Friday, December 19, 2008

sunrise and colours..

it was the most beautiful sunrise i could recall.

the cracking of dawn and the only sound it made was the chirping of birds and the breeze whispering the day's secrets to the leaves and flowers.

the hills and the clouds, still in the passionate embrace of the night.

sunrays reluctantly separating the passionate embrace with promises of more passion.

i saw it all.

i wanted to be a part of the sunrise, not a spectator...

the sky was a perfect blue, actually it was many hues of blue,
somewhere going deep, somewhere growing faint but never ceasing to be blue...
the colour most faithful to the sky.


if i was a colour, what would it be?
i just asked a friend, and she said "white"!
i was surprised. white, and me!
she said, "i can't place you as a colour with a set flavour..like for instance red is vibrant..green is soothing..etc..etc..white is so very subtle..gels with anything yet distinct."

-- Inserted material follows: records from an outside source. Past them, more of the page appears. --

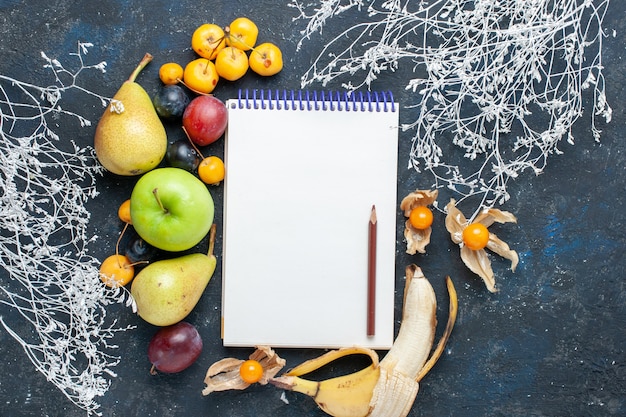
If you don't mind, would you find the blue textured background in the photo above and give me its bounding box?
[0,0,626,417]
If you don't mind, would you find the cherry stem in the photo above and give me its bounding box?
[183,126,204,159]
[152,188,169,214]
[207,223,217,258]
[128,52,152,82]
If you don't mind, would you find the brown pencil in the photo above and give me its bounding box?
[367,206,377,336]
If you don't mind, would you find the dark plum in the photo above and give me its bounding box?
[152,85,190,120]
[124,233,159,264]
[148,321,202,374]
[165,139,202,172]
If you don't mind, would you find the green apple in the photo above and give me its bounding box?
[130,168,215,252]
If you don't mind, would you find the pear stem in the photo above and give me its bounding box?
[152,188,169,214]
[207,223,217,258]
[128,52,152,82]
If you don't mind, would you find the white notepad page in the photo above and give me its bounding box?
[222,90,398,349]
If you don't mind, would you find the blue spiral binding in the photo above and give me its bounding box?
[234,89,396,112]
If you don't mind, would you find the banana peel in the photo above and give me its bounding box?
[269,265,458,417]
[202,264,458,417]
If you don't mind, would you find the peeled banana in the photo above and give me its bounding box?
[269,265,458,417]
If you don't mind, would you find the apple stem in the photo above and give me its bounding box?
[152,188,168,214]
[128,52,152,82]
[115,223,128,268]
[207,223,217,258]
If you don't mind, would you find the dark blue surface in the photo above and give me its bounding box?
[0,0,626,417]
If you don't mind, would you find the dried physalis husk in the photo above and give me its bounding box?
[400,190,439,255]
[446,199,519,292]
[202,346,285,395]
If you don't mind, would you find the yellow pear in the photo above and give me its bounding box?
[94,54,167,176]
[130,225,217,326]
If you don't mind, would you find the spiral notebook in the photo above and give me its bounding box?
[222,90,398,349]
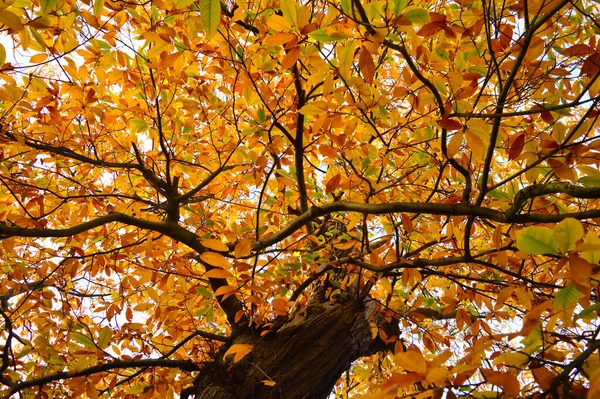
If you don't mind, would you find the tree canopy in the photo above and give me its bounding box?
[0,0,600,399]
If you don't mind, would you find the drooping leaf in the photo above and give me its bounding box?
[198,0,221,39]
[554,218,583,253]
[517,226,558,255]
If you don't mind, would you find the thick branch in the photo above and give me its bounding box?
[4,359,201,399]
[509,183,600,215]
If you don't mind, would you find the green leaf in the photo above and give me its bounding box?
[196,287,213,298]
[199,0,221,39]
[94,0,104,17]
[575,303,600,320]
[577,232,600,265]
[40,0,58,15]
[308,28,346,43]
[404,7,430,25]
[98,326,112,349]
[517,226,558,255]
[577,176,600,187]
[554,218,583,254]
[71,333,96,348]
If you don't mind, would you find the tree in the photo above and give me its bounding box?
[0,0,600,398]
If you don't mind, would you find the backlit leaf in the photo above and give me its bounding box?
[198,0,221,39]
[554,218,583,253]
[517,226,558,255]
[223,344,254,363]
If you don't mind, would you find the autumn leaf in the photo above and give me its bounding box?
[436,118,462,131]
[223,344,254,363]
[198,0,221,39]
[200,252,231,269]
[358,46,375,83]
[481,369,521,397]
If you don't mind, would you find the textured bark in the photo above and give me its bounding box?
[194,292,397,399]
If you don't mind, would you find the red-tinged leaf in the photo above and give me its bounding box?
[446,132,464,159]
[281,47,300,70]
[540,111,554,125]
[436,118,462,130]
[358,46,375,83]
[481,369,521,397]
[508,133,525,160]
[325,173,342,194]
[417,21,446,37]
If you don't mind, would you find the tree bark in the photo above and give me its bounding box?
[193,295,398,399]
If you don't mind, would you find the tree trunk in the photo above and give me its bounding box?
[194,295,398,399]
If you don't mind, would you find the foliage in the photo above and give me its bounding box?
[0,0,600,398]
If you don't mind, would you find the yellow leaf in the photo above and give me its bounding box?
[204,268,233,278]
[481,369,521,396]
[223,344,254,363]
[0,10,23,31]
[267,15,292,32]
[358,46,375,83]
[233,238,252,258]
[447,131,463,158]
[569,255,592,292]
[0,0,15,9]
[200,252,230,268]
[466,130,485,162]
[394,351,427,373]
[281,47,300,70]
[200,238,229,251]
[215,285,235,297]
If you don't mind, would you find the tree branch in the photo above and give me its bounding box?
[4,359,201,399]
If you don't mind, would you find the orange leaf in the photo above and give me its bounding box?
[358,46,375,83]
[200,252,230,268]
[325,173,342,194]
[223,344,254,363]
[394,351,427,373]
[204,268,233,278]
[233,238,252,258]
[281,47,300,70]
[569,255,592,292]
[508,133,525,160]
[200,238,229,251]
[481,369,521,396]
[436,118,462,130]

so to her, i became white!
funny. i never thought of white as my colour or a colour that explains me.

Manner of Speaking (OST-A Mighty Heart)

In a Manner of speaking
I just want to say That
I could never forget the way
You told me everything
By saying nothing

In a manner of speaking
I don't understand
How love in silence becomes reprimand
But the way that i feel about you
Is beyond words

Oh give me the words
Give me the words
That tell me nothing

Ohohohoh give me the words
Give me the words
That tell me everything

In a manner of speaking
Semantics won't do
In this life that we live we only make do
And the way that we feel
Might have to be sacrificed

So in a manner of speaking
I just want to say
That just like you I should find a way
To tell you everything
By saying nothing.

Oh give me the words
Give me the words
That tell me nothing

Ohohohoh give me the words
Give me the words
That tell me everything

Oh give me the words
Give me the words
That tell me nothing

Ohohohoh give me the words
Give me the words
That tell me everything

Thursday, December 18, 2008

first day

Thursday, June 19, 2008


first day and like all first thing excitement fills the heart. amazing day in a way. the image that stayed on is the tomb, two people smoking and the moon shining careful enough not to disturb the two people who are tied by the ropes of destiny. this image reminded me of many more images, of people being brought together, of stories being written, of heart being broken, of dream beings revived. yet the emptiness is so comfortable now. it is an emptiness which is full in itself.

last night i was thinking of "waiting"...
how i seemed to forget waiting, the anxiety, ecstasy that waiting brings along. i miss that.
does "not waiting" means i have reached the end of the road?